Im Urteil des BAG wurde ein mehrstufiges Verfahren betrachtet. Dabei war jede Stufe unabhängig voneinander zu bestehen. Der Begriff Vorstellungsgespräch ist weit zu verstehen und umfasst grundsätzlich alle Stufen.
Allerdings:
Beweist der AG, dass dem Bewerber die fachliche Eignung offensichtlich fehlt, ist eine Einladung entbehrlich.
Es stellt sich die Frage, ob sich die offensichtliche fachliche Nichteignung auch während des mehrstufigen Auswahlverfahrens ergeben kann und ein offensichtlich fachlich nicht geeigneter Bewerber zur nächsten Stufe einzuladen ist.
Das BAG sagt zudem:
Stellen die charakterlichen Mängel eines Bewerbers ein offensichtliches Einstellungs- bzw. Besetzungshindernis dar, kann der vom Gesetzgeber mit § 82 Satz 2 SGB IX aF verfolgte Zweck, dem schwerbehinderten Bewerber die Chance zu geben, den Arbeitgeber von seiner Eignung im weiteren Sinne zu überzeugen, von vornherein nicht erreicht werden. Die Einladung zu einem Vorstellungsgespräch würde sich in einem solchen Fall als bloße Förmelei erweisen.
Wenn sich ein Bewerber nach einem Test als offensichtlich ungeeignet erweist, wäre eine Einladung unnötige Förmelei. Diese Ansicht lässt sich auch auf ein mehrstufiges Verfahren anwenden, in dem der AG den Bewerber nach Nichtbestehen einer Stufe nicht einladen muss, wenn sich der Bewerber als offensichtlich fachlich nicht geeignet erweist.
Das BAG sagt hierzu:
Nach alledem ist es zwar – auch im Hinblick auf die Regelung in § 82 Satz 2 SGB IX aF – nicht grundsätzlich ausgeschlossen, dass der Arbeitgeber mehrstufig in dem Sinne verfährt, dass er zunächst mit allen Bewerber/innen auf einer ersten Stufe ein Vorstellungsgespräch führt und sodann nur diejenigen, die auf dieser ersten Stufe überzeugt haben, zu einem weiterführenden Auswahlgespräch, Test etc. einlädt. Allerdings kommt der öffentliche Arbeitgeber mit der Einladung eines/r schwerbehinderten Bewerbers/in allein zu dem auf der ersten Stufe stattfindenden Vorstellungsgespräch seiner Verpflichtung nach § 82 Satz 2 SGB IX aF nur dann nach, wenn er sich bereits aufgrund dieses Vorstellungsgesprächs einen umfassenden Eindruck darüber verschaffen kann, ob diese/r Bewerber/in über die fachliche und persönliche Eignung verfügt, die für die zu besetzende Stelle erforderlich ist.

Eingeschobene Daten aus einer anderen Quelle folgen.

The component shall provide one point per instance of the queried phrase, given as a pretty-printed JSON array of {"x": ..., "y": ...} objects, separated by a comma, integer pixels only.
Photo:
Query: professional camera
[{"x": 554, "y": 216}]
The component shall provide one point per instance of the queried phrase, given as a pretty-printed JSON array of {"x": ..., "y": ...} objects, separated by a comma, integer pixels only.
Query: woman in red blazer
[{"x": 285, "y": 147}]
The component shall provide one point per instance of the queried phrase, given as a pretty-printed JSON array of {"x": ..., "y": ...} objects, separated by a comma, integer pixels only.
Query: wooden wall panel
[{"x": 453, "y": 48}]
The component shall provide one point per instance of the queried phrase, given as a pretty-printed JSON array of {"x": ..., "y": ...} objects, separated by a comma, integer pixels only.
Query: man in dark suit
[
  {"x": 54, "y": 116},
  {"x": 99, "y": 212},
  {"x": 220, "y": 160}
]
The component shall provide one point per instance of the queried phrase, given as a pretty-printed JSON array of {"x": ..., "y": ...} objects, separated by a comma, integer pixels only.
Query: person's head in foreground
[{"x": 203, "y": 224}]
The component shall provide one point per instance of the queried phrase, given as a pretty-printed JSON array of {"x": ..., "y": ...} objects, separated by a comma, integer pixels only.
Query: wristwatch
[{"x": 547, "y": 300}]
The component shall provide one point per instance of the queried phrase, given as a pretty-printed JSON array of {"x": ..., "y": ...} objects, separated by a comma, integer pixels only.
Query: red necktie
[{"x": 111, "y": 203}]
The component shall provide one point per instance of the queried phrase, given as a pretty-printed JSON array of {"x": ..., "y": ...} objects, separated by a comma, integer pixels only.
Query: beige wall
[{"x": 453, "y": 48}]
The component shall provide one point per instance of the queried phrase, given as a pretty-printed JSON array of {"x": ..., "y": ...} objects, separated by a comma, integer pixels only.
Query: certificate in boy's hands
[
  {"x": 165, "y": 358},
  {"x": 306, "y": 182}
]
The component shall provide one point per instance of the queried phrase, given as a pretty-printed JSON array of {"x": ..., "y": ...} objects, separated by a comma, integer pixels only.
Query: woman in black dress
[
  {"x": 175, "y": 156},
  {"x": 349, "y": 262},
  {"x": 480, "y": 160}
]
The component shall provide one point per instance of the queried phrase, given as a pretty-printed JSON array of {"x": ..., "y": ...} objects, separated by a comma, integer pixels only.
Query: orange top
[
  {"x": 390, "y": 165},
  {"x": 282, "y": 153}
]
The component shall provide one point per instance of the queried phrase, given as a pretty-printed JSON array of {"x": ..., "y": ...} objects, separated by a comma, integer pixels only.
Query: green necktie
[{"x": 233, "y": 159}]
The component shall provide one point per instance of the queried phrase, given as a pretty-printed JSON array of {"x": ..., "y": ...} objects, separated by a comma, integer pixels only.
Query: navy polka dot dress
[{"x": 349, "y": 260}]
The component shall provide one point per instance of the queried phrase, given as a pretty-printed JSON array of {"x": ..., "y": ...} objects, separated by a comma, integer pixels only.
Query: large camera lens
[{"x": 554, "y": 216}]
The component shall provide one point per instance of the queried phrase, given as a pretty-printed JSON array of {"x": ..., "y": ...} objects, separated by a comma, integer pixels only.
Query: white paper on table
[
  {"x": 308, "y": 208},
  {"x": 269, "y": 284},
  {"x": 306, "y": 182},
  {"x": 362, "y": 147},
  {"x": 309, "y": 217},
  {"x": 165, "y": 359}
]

Dafür, dass er Bewerber nicht einzuladen ist, trägt der AG die Beweislast. Mit dem Test kann der AG dies womöglich. Hier stellt sich auch die Frage, warum der Bewerber ohne Matrizen lösen zu können erfolgreich in einer Postelle arbeitete und warum der AG hier Matrizenlösung für notwendig erachtet bzw. das abgeprüfte logische Denken. Ganz abwegig ist es nicht, dass ein gewisses geringes logisches Denkvermögen notwendig für die Aufgaben auf der Stelle ist.
Ich sehe den Test mit der Lösung von Matrizen für einen Poststellenmitarbeiter vorerst aber kritisch. Es kommt auf die konkreten fachlichen Anforderungen an.
Nun ließe sich argumentieren, es kommt auch auf die persönliche Eignung an. Das BAG lässt aber zu, dass fachlich offensichtlich nicht geeignete Bewerber gar nicht erst eingeladen werden müssen. Ob die fachliche Eignung nun vor der Einladung (1)) zum Vorstellungsgespräch offensichtlich ist oder erst während des mehrstufigen Vorstellungsgesprächs offensichtlich wird (2)), spielt keine Rolle. In beiden Fällen kann sich der AG kein Bild von der persönlichen Eignung machen. Warum sollte er sich im Fall 1) kein Bild machen müssen, im Fall 2) aber schon?
Ob die Klage Erfolg haben wird, kann hier niemand sagen. Die pauschale Empfehlung Klage zu erheben, halte ich hier für gefährlich und es kann bei Verlieren des Verfahrens ein finanzieller Schaden entstehen. Die Gerichtskosten trägt die unterlegene Partei.